Security risks: The data used in invisible data mining can be subject to security risks, such as
unauthorized access or hacking, which can result in the exposure of sensitive information.
Advantages:
Improved security: Data mining can help identify patterns and anomalies that could indicate security
breaches, enabling organizations to take action to prevent future attacks.
Personalized services: Data mining can enable personalized services, such as customized product
recommendations or personalized healthcare treatments, that can improve the overall customer experience.
Improved decision making: Data mining can provide insights into customer behavior, market trends, and
other important factors, enabling organizations to make more informed decisions.
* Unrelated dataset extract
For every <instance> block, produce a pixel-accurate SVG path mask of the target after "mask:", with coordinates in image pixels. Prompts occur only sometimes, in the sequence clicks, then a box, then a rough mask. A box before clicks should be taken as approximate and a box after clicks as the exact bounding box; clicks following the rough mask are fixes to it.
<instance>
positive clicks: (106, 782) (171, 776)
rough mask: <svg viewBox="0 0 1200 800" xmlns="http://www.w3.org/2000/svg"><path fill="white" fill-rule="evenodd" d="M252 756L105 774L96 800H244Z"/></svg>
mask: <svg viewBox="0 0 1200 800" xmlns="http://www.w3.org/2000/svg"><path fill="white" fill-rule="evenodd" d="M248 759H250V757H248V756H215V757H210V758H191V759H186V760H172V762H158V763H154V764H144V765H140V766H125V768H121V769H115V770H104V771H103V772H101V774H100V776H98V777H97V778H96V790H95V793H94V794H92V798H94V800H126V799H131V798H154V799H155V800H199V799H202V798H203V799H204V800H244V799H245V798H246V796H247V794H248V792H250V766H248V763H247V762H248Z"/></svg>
Improved efficiency: Data mining can help streamline business processes, enabling organizations to
operate more efficiently.
Disadvantages:
Privacy concerns: Data mining can raise privacy concerns, as it involves collecting and analyzing data
about individuals without their explicit consent. This can result in the disclosure of sensitive information,
which can have negative consequences for individuals.
Security risks: The data used in data mining can be subject to security risks, such as unauthorized access
or hacking, which can result in the exposure of sensitive information.
Bias: Data mining algorithms can be biased, which can lead to discriminatory outcomes or reinforce
existing biases.
Social impacts: Data mining can have social impacts, such as increasing surveillance and reducing
personal autonomy, which can have negative consequences for society as a whole.
Conclusion:
Data mining has several advantages and disadvantages when it comes to privacy, security, and social
impacts. While it can provide valuable insights and improve efficiency, it is important to carefully consider
the potential risks and impacts before implementing data mining practices. Organizations must take steps
to mitigate risks and protect the privacy and security of individuals, while also ensuring that data mining is
conducted in an ethical and responsible manner.